O primeiro papa, Pedro, tinha um empreendimento de pesca com André e os filhos de Zebedeu. Eles precisavam pescar muitos peixes apenas para empatar o custo de vários barcos, redes, etc. Mas o cristão esquerdista argumenta que, se eles não exploravam trabalhadores contratados, não eram capitalistas. Na verdade, já houve quem me dissesse que apenas a maneira como Karl Marx define um capitalista é válida, porque Karl Marx fez uma crítica ao capitalismo.
(4) Os capitalistas são "malvados". Muitos eleitores consideram o personagem Tio Patinhas, de Walt Disney, como o parâmetro cultural de um capitalista, mercê, principalmente, de um livrinho nojento dos "intelequituais" Ariel Dorfman e Armand Mattelart, intitulado Para leer al Pato Donald. Essas impressões são, obviamente, imprecisas, indefinidas, nebulosas e irracionais. No entanto, as pessoas pressupõem que ser um capitalista significa, obviamente, ser uma pessoa má.
Na verdade, vários pressupostos impulsionam comportamentos e votos do público, especialmente de eleitores que prestam muito pouca atenção à política (às vezes chamados de "eleitores alienados"). Entender o que esses eleitores não entendem é o primeiro passo para tentar recuperar uma certa racionalidade nos debates e na política do Brasil.

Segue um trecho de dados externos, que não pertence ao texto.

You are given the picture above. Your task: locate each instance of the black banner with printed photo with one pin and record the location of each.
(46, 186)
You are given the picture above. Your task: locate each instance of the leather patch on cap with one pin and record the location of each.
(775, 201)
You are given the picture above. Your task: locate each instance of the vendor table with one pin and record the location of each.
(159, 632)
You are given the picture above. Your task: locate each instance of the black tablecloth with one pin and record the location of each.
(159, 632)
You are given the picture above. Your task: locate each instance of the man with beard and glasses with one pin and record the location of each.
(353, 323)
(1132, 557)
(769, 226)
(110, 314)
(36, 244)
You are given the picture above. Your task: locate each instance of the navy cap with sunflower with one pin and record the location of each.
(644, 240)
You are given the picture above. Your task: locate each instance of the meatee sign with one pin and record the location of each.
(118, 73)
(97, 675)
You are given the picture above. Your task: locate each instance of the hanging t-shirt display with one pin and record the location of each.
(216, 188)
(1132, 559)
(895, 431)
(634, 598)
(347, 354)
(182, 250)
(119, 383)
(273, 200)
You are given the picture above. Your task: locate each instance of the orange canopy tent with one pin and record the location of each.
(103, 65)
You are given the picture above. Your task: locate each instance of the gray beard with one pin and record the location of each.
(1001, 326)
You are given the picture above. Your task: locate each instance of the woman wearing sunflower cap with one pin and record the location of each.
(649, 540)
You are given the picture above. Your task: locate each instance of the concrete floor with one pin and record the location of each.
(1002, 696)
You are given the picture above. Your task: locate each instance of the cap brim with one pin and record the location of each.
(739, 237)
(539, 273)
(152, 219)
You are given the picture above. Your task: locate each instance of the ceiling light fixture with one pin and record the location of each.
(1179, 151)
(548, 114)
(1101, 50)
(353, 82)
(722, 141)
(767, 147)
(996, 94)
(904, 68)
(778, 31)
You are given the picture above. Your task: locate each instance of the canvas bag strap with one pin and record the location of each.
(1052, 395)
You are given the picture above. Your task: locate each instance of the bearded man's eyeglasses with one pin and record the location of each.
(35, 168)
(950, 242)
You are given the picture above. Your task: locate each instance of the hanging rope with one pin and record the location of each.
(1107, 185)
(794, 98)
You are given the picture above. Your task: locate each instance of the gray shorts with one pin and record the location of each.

(*) Eu uso a expressão "fazer dinheiro" não como um decalque semântico-lexical da expressão correspondente making money em inglês, e sim por considerar que "ganhar" é um verbo que, usado nesse contexto, não pressupõe o componente "esforço". Nem funcionário público nem o assalariado mais inepto "ganham" dinheiro. Food for thought.